For what it’s worth, the Democrats are best exposed as agents of empire, inequality, and “corporate-managed democracy” (Alex Carey’s useful term) when they hold top offices. That’s when their populist and peaceful sounding campaign rhetoric hits the cold pavement of corporate imperial governance.
It’s not too late for genuinely progressive activists and citizens to pursue radical-democratic change in defiance of both the profit system and that system’s Democratic Party guardians. Thankfully, we may be heading for something of a new populist moment in the U.S., despite efforts of leading political, economic, ideological, and communications institutions. As giant financial bailouts expose the crippling chasm between the investor and political classes and the broad citizenry, “people everywhere learned a blunt lesson about power, who has it and who doesn’t. They watched Washington run to rescue the very financial interests that caused the catastrophe. They learned that government has plenty of money to spend when the right people want it. ‘Where’s my bailout,’ became the rueful punchline at lunch counters and construction sites nationwide. Then to deepen the insult, people watched as establishment forces re-launched their campaign for ‘entitlement reform’—a euphemism for whacking Social Social Security benefits, Medicare and Medicaid” (Greider).
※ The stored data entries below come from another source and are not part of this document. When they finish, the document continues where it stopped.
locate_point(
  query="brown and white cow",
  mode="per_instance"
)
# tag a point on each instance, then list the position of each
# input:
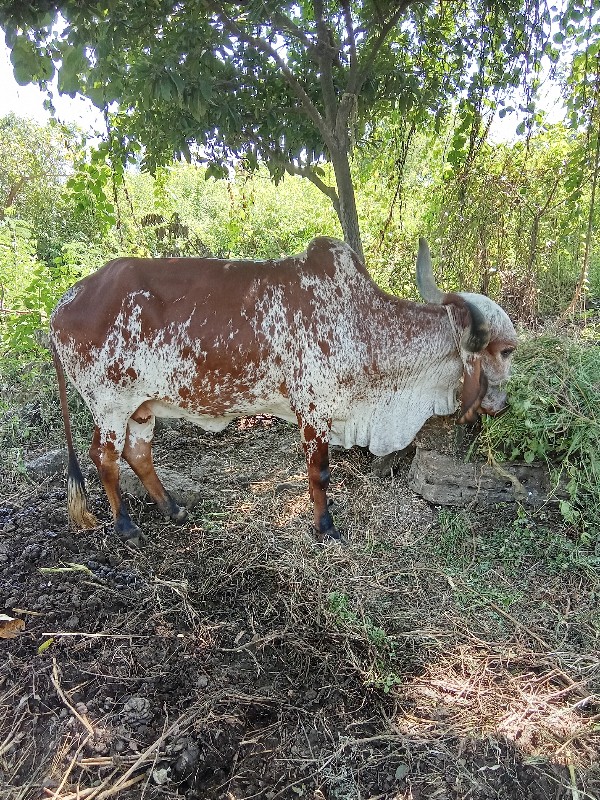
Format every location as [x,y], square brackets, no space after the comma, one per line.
[309,338]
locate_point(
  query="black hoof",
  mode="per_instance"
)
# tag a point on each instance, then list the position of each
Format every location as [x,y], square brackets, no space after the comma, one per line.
[179,516]
[130,534]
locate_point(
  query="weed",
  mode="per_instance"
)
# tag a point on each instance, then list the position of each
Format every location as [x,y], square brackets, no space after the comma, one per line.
[555,417]
[381,673]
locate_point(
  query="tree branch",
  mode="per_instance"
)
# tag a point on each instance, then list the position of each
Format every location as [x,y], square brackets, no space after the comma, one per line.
[350,32]
[311,110]
[309,174]
[285,24]
[359,74]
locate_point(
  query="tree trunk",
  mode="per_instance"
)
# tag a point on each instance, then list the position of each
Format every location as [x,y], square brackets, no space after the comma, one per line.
[347,213]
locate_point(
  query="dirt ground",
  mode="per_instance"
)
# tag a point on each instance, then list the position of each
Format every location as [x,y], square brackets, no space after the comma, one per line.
[435,654]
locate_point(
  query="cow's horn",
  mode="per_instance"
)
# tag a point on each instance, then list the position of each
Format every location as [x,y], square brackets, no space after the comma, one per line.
[425,280]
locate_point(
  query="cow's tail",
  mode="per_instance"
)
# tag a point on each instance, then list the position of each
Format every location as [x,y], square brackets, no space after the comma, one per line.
[77,504]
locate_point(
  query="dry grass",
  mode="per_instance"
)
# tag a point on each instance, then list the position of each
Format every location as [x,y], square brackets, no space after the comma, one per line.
[418,657]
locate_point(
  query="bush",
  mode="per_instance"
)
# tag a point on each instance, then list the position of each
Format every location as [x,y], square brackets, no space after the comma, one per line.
[555,417]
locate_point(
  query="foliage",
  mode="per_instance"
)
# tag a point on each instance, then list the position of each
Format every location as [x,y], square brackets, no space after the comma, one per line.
[555,417]
[290,84]
[30,416]
[381,673]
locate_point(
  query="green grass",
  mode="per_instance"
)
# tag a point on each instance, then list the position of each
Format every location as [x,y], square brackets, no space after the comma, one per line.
[30,416]
[554,417]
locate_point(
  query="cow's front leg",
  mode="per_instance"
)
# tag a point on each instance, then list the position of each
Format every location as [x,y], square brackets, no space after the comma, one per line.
[106,456]
[316,450]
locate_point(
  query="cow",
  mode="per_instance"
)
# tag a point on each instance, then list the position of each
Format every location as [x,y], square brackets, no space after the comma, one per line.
[309,339]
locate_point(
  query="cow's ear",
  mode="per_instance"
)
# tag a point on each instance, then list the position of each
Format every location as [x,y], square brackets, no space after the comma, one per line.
[474,388]
[477,335]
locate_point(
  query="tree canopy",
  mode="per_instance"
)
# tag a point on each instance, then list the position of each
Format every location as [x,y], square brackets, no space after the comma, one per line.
[291,84]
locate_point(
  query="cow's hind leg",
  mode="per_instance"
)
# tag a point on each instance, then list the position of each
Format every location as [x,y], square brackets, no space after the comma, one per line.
[316,450]
[138,454]
[105,452]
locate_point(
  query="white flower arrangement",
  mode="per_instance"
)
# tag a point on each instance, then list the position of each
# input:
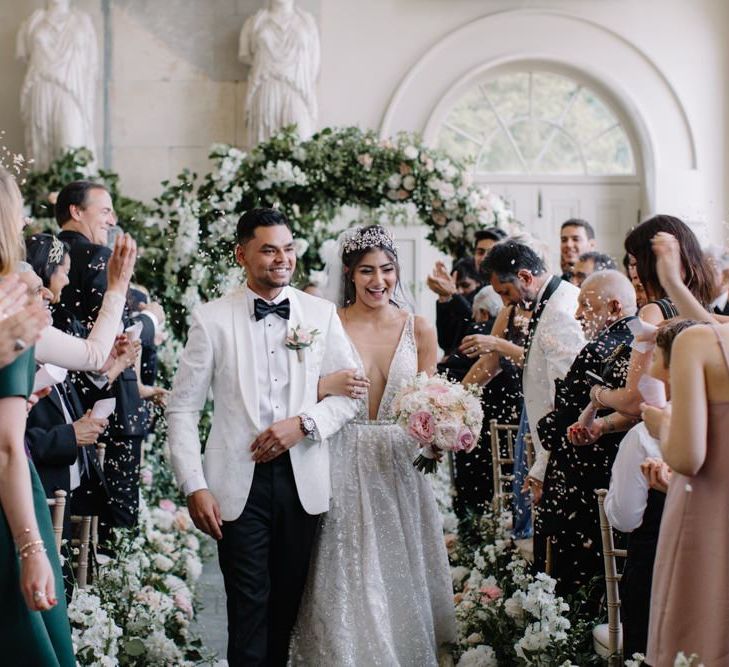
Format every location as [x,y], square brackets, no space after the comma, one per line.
[439,414]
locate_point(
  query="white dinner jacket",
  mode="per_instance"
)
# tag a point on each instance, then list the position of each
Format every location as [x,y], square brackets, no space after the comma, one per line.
[557,340]
[219,355]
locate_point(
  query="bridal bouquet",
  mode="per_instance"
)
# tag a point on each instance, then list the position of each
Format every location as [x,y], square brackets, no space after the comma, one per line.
[440,415]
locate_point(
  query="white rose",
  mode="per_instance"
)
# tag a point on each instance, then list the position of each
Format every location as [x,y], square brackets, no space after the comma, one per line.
[513,609]
[411,153]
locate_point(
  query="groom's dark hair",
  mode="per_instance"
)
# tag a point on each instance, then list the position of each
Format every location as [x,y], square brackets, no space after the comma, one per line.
[258,217]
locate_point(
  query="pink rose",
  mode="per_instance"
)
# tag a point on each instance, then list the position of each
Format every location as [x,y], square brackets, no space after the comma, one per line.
[436,389]
[182,520]
[490,593]
[167,505]
[466,441]
[421,426]
[446,435]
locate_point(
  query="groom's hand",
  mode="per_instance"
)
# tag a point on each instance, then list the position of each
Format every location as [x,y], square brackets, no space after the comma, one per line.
[276,439]
[205,513]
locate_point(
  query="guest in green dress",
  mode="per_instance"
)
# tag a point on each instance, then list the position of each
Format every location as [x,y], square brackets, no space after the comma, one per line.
[34,627]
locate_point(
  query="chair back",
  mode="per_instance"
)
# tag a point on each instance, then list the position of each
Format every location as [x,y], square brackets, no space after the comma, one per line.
[612,579]
[503,437]
[58,507]
[529,447]
[80,564]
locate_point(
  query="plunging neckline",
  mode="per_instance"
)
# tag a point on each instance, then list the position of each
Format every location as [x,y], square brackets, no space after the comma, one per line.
[389,367]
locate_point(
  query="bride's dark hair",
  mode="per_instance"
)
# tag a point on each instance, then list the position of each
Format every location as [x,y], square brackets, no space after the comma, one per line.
[356,247]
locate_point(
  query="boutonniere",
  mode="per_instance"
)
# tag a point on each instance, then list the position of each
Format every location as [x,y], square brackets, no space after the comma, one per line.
[299,338]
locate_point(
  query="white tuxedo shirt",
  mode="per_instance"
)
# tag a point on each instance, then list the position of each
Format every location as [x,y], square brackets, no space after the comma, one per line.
[556,341]
[224,353]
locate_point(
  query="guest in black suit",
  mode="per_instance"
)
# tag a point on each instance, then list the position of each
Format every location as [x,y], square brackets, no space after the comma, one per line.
[85,213]
[568,511]
[60,437]
[576,237]
[718,260]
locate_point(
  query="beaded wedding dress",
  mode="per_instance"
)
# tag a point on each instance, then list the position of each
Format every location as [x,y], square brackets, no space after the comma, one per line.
[379,590]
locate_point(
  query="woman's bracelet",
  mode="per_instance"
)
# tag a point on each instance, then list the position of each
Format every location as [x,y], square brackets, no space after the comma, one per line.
[28,545]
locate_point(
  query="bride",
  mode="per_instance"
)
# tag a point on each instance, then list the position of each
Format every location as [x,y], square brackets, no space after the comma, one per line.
[379,590]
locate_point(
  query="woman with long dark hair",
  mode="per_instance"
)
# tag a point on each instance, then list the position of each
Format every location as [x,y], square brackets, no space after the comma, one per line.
[379,589]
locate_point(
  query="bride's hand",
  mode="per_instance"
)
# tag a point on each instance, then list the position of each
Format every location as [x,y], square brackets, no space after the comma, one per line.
[349,382]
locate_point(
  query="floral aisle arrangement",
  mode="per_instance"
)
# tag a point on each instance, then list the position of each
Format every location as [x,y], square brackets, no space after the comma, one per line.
[440,415]
[507,615]
[139,609]
[322,185]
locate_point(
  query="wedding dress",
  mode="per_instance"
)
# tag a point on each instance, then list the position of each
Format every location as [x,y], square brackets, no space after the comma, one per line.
[379,590]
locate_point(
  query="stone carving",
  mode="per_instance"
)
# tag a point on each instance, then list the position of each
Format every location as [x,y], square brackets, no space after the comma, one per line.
[282,45]
[58,94]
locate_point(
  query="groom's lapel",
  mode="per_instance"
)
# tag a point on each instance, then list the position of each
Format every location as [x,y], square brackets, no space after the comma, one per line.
[247,376]
[297,369]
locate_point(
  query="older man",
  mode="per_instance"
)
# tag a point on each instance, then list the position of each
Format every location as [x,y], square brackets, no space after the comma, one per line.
[589,263]
[568,511]
[576,237]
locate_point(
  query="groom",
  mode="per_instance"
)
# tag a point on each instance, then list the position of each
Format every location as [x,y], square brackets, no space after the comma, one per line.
[265,477]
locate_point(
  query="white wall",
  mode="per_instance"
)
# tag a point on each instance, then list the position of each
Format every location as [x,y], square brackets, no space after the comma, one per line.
[174,89]
[380,41]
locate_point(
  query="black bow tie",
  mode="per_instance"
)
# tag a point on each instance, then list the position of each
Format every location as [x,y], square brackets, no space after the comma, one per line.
[261,308]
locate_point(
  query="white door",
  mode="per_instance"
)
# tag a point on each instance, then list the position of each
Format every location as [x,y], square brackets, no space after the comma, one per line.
[612,208]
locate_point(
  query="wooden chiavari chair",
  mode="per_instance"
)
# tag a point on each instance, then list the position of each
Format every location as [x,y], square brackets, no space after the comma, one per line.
[608,637]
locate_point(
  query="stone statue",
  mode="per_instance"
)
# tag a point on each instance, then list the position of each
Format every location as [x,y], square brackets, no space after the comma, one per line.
[282,45]
[57,98]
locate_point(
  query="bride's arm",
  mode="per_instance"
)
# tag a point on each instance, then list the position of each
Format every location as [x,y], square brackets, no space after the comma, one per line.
[427,344]
[349,382]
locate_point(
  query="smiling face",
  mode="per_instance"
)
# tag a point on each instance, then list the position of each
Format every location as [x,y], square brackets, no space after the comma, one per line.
[581,270]
[658,368]
[573,242]
[482,249]
[269,259]
[96,216]
[521,292]
[375,278]
[594,312]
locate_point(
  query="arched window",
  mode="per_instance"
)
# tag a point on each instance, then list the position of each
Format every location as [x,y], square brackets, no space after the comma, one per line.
[532,123]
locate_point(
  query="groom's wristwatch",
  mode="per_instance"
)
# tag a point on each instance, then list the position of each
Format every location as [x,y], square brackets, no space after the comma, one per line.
[307,424]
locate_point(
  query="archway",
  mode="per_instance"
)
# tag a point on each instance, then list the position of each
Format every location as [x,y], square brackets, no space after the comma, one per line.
[642,98]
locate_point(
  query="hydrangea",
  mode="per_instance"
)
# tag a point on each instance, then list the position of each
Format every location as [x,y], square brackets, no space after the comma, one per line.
[479,656]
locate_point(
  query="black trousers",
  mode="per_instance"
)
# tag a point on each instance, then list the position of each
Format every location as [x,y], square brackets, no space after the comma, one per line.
[264,557]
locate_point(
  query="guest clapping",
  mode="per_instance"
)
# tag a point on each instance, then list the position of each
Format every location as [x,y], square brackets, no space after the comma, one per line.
[567,512]
[634,503]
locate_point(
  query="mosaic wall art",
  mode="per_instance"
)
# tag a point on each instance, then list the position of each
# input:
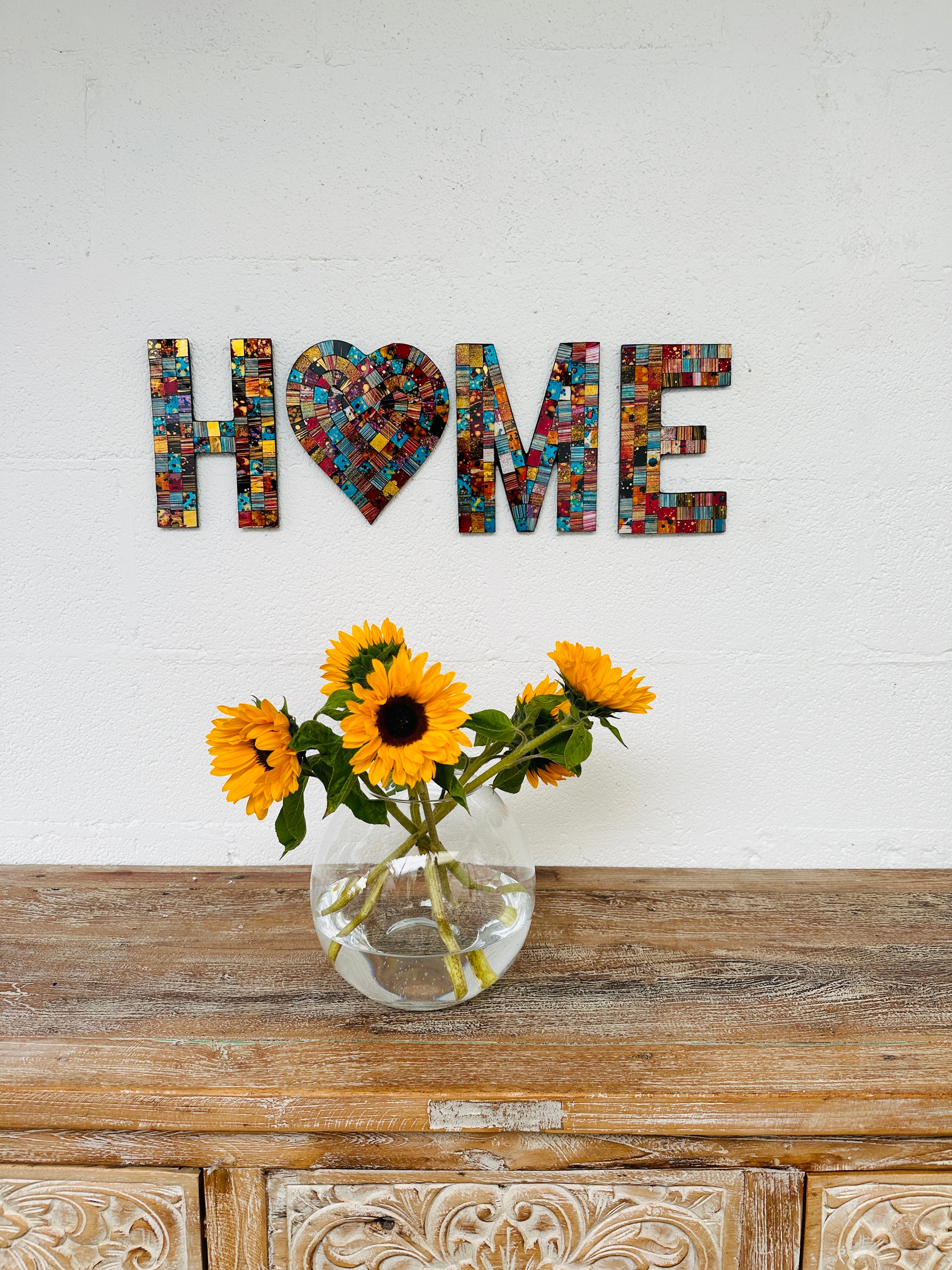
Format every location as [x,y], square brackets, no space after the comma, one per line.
[567,438]
[648,370]
[178,438]
[370,421]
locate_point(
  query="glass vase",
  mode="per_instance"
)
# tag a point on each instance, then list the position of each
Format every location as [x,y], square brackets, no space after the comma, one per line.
[441,923]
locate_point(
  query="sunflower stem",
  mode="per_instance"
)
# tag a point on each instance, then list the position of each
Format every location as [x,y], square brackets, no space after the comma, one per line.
[520,752]
[431,869]
[452,963]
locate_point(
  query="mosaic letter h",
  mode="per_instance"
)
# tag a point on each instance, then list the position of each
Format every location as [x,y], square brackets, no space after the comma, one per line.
[178,438]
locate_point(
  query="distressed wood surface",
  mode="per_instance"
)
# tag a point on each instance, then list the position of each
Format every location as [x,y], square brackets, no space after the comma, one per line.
[657,1003]
[236,1220]
[653,1221]
[897,1221]
[99,1220]
[774,1207]
[475,1151]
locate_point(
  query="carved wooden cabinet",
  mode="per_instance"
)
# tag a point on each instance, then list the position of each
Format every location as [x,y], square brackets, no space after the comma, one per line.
[683,1070]
[99,1220]
[521,1222]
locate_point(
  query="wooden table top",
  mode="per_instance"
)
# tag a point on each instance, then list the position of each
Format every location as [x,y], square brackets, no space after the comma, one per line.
[652,1001]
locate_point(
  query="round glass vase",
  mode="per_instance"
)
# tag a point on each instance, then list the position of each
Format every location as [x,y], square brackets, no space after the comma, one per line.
[409,952]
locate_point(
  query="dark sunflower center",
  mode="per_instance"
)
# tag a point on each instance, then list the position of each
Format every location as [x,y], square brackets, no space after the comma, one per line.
[402,721]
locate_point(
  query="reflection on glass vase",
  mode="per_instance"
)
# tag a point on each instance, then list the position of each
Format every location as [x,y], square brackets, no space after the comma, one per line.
[432,924]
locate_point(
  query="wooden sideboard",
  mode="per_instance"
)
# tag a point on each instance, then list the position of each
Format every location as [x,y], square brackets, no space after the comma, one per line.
[685,1070]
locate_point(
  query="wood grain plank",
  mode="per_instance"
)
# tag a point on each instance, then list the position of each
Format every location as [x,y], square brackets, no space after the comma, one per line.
[647,1003]
[497,1153]
[678,956]
[774,1211]
[236,1220]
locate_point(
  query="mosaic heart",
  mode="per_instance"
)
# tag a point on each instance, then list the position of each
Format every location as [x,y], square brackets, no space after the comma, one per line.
[370,421]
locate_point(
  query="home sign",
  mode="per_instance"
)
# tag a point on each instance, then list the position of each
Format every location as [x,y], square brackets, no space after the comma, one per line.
[370,421]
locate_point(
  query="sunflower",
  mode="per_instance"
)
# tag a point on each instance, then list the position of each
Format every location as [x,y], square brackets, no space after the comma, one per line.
[405,722]
[351,657]
[252,748]
[546,770]
[600,688]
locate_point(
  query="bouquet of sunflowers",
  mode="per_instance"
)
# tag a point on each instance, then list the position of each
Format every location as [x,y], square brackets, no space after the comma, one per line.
[403,727]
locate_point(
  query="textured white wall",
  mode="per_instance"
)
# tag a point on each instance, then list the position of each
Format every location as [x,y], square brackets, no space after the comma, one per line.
[771,174]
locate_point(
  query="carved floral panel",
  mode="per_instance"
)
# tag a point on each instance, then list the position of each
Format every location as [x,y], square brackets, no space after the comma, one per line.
[887,1226]
[59,1223]
[663,1222]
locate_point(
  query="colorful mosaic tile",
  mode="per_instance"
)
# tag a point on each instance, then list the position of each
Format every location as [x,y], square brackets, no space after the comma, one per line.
[567,438]
[647,371]
[178,438]
[369,421]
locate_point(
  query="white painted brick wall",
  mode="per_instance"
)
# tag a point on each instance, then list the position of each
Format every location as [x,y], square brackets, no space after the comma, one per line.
[771,174]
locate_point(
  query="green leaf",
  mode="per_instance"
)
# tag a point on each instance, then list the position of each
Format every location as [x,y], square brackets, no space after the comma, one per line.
[550,701]
[343,781]
[490,723]
[362,665]
[290,825]
[555,748]
[529,712]
[371,811]
[578,747]
[336,705]
[319,768]
[511,781]
[450,783]
[314,735]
This is essential raw material for a radical rebellion, one where citizens and workers move from “watching” to demanding and acting in ways too “dangerous to ignore.” Happily enough, there is left-progressive potential in the confrontation between Obama’s progressive-sounding rhetoric and his corporate and imperial commitments. The popular resentment and hopes he rode to power need more genuinely democratic and effective solutions than an Obama (or a Hillary Clinton) presidency could have been realistically expected to provide. Obama and other Democrats have been riding a wave of citizen anger and excitement that goes beyond their conservative worldview and agenda. They have done their best to contain and co-opt that popular and progressive energy, but their lofty political rhetoric seeks to safely channel popular expectations that may well transcend the political class’s capacity for top-down management and control.